If there is one thing Starmer liked to talk about, it was fighting. Whenever he encountered a crisis, he would give a speech and vow to fight. Last month, ahead of the Unite the Kingdom march, he proclaimed that “we’re in a fight for the soul of this country.” In February, after Scottish Labour leader Anas Sarwar called for him to go, the PM said: “I will never walk away from the people that I’m charged with fighting for.” At last year’s Labour Party conference, amid general unpopularity, he insisted: “I will fight with every breath I have.”
Then, having vowed to fight on, he would return to doing whatever he had been doing, having mistaken the act of talking about fighting for the activities associated with it. When a prime minister, in the full bloom of his power, engages in fighting talk, one cannot help but be impressed — at least the first time. But by the end of his time in office, his rhetoric had become a symbol of his impotence.
What did Starmer want to fight for, in any case? Assisted suicide? The Republic of Mauritius? Internet censorship? His causes and passions were as inexplicable as his political judgement. He spent his political capital on the most bizarre causes. But don’t worry: he will fight for you, or so he said.
This is not to say that Starmer was a pushover. He was perfectly capable of fighting, as long as it involved his internal party enemies. Jeremy Corbyn, Diane Abbott, and even relatively inoffensive figures such as Karl Turner were kicked out. Labour’s National Executive Committee was packed with yes-men.
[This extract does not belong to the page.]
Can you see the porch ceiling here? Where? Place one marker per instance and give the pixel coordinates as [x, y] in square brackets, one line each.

At last month’s local elections, almost 1,500 Labour councillors were lost to ensure that Andy Burnham’s trip to No. 10 would be delayed.
Starmer’s notions of personal responsibility extended only as far as the throwing distance between the person standing next to him and the nearest autobus. Sue Gray was handpicked, then forced out. Olly Robbins was sacked for appointing the man Starmer had personally chosen to send to Washington, D.C. Chris Wormald was personally chosen by the PM despite advice to the contrary, then sacked for… what exactly? Starmer’s inability to convince the country to stop hating him?.
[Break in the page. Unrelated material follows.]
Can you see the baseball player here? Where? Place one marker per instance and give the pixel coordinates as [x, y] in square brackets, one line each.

On that final point, it has become commonplace on the commentariat Left to express amazement at the degree to which Starmer is loathed across the United Kingdom. He is a good man, they say, and does not deserve the hatred, despite his flaws.
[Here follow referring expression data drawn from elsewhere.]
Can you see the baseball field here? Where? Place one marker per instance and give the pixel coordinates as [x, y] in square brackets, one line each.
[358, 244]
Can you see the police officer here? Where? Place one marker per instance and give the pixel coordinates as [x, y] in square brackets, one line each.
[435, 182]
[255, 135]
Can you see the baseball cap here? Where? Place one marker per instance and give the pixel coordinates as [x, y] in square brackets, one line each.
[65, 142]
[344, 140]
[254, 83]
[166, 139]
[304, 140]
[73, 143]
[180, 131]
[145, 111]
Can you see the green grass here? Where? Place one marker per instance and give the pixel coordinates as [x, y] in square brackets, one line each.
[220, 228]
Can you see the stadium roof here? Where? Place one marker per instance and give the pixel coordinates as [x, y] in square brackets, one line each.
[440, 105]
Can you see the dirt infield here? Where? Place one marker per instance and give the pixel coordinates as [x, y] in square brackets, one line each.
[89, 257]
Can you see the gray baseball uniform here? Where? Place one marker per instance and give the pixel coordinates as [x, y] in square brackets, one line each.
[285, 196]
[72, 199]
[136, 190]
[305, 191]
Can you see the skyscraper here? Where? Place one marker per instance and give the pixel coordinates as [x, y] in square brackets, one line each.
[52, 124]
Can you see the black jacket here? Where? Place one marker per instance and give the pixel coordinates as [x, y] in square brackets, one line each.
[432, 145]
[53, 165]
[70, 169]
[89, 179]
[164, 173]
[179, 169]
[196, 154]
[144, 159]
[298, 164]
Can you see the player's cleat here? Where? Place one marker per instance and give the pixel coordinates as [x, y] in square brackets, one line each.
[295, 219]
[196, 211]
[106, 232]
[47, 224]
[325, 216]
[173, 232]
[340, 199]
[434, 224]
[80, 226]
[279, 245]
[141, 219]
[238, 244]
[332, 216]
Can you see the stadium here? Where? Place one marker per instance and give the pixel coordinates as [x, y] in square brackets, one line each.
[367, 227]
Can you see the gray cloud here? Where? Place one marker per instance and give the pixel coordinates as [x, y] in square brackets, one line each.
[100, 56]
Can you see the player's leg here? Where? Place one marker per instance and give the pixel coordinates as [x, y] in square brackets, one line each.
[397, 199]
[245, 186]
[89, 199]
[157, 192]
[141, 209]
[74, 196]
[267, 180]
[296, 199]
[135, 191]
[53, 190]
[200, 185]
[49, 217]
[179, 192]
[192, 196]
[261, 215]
But what evidence do we have for Starmer’s status as a good man? The consideration with which he stabbed others? The high-mindedness with which he accepted free suits from Lord Alli? The ease with which he speaks of his siblings’ poverty in stump speeches while he himself is a multimillionaire?
The truth is that Starmer is neither a saint nor an evil man. He has his flaws, like everybody else. That, in and of itself, is not disqualifying, either for Downing Street or for anything else. But the gap between the Starmer who existed in his mind — competent, the saviour of his party and his country — and the real Starmer was large, and it kept growing. Voters could sense it, even if he and his media supporters could not. He covered up his glaring inadequacies through loud proclamations about his fighting spirit. The public, not as stupid as the pundits think they are, understood this, and treated him with the contempt that he richly deserved.
The tragedy of Starmer’s career is that it did not have to end like this. In the normal course of events, he would have made a good solicitor general in a lean year. But fate elevated him to the highest office that the son of a toolmaker could achieve, and then brought him crashing down.